SIR TREVOR BROOKING (caretaker manager) SAID: "Sports science in my day was getting weighed on a Monday and a Friday. And up until I was 26, at noon on a match day, I had a fillet steak as my pre-match meal. Then an England doctor came along and told us that red meat takes 24 hours to digest! "For all those years the likes of Bobby Moore had an 8oz steak lying on their stomachs as they ran around on a Saturday afternoon! At that time, though, it was considered the right thing to do.
"The game has changed now, of course. You see all the masseurs and medical staff that provide support, and you've got to change with the times. But, in the end, the key person is that first team coach or manager, and the skill of how he manages the squad is more important than all other aspects," says Sir Trevor.
"I was probably spoilt in that I had 19 years with Ron Greenwood and John Lyall, who I now know to be two of the best coaches you are ever likely to have. Lots of the little things they told me when I was younger still applied to the game when I packed up at 35.
"I never forget those bits of advice, and now I see players who haven't got a clue about receiving the ball side-on, having pictures in their minds, or the basic skills you need."Ron and John did all the coaching themselves. They would walk us through the sessions. It's only a modern trend where a manager might stand on the sidelines and get someone else to organise the sessions while he studies them."
ALAN CURBISHLEY SAID: "I know the jury is still out on me. I have a lot to prove to people here.""I remember, soon after I'd started here at West Ham, asking Tim (De'Ath), our chef, to do me a dinner to take home. The family were going out for something to eat without me, so I was eating on my own and Tim did me a lovely plate of food. By the time I got home, though, I didn't really fancy it, so, as my father-in-law Bob lives nearby, I offered it to him.
"The next day, I asked my wife if he'd enjoyed it and she said that he loved it. Then I asked her what had happened to the plate and she said: ‘Oh, you're not getting that plate back.' It was a West Ham plate, with the crest on the edge, and he wasn't giving it back!"Now he has his sandwiches on it every day, but he never, ever asked me for anything to do with Charlton! It's just little things like that.
"At Charlton I had a closeted life, a situation where we had come from nowhere. When I started there, we were playing in front of 3,500 at Upton Park and when I left we had home crowds of 27,000. When I got home I had a quiet life."But I didn't realise, until I got this job, that my postman and milkman are both West Ham fans!"
"Football has become so high profile that managers are becoming as well known as the players, and it was never like that years ago.
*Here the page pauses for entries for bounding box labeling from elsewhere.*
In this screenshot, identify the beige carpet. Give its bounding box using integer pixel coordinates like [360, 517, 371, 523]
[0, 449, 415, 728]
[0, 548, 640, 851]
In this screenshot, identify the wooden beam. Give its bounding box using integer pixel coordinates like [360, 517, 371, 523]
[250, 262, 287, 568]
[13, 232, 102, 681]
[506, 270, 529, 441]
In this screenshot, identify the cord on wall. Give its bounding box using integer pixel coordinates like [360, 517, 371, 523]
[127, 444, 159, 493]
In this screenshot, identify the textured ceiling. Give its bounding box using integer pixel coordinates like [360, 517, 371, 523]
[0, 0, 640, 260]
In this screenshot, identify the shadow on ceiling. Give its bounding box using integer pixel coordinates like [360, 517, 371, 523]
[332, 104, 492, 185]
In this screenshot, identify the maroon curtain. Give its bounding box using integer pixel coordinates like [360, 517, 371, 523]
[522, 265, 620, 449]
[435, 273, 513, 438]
There were phases when you had people like Clough and Bond and Atkinson, but then it settled down a bit and the teams did the talking.
"Now, though, we are all caught up in a massive, massive PR industry, and there is no respite. The advent of radio phone-ins, websites, and the papers devoting six, seven or eight pages to football, has become in itself a problem to managers."Everyone has got an expert opinion, or a say on the situation, and managers are under a microscope seven days a week. It's all-consuming, with TV channels dedicated to reporting on the game, and everything keeps regurgitating into one big pressure bowl.
"When groups of managers got together years ago, it would be to talk football. The conversation would be about players, matches, tactics. Now the conversations are about agents, fees and wages. And the problems.
"The managers also had more time then to devote to other areas of the club. They saw their job as trying to build a club, and every aspect of it mattered to them. Now, though, it is about short-termism. Be successful now, at whatever level it is, because you may not be around long enough to worry about youth academies and infrastructures."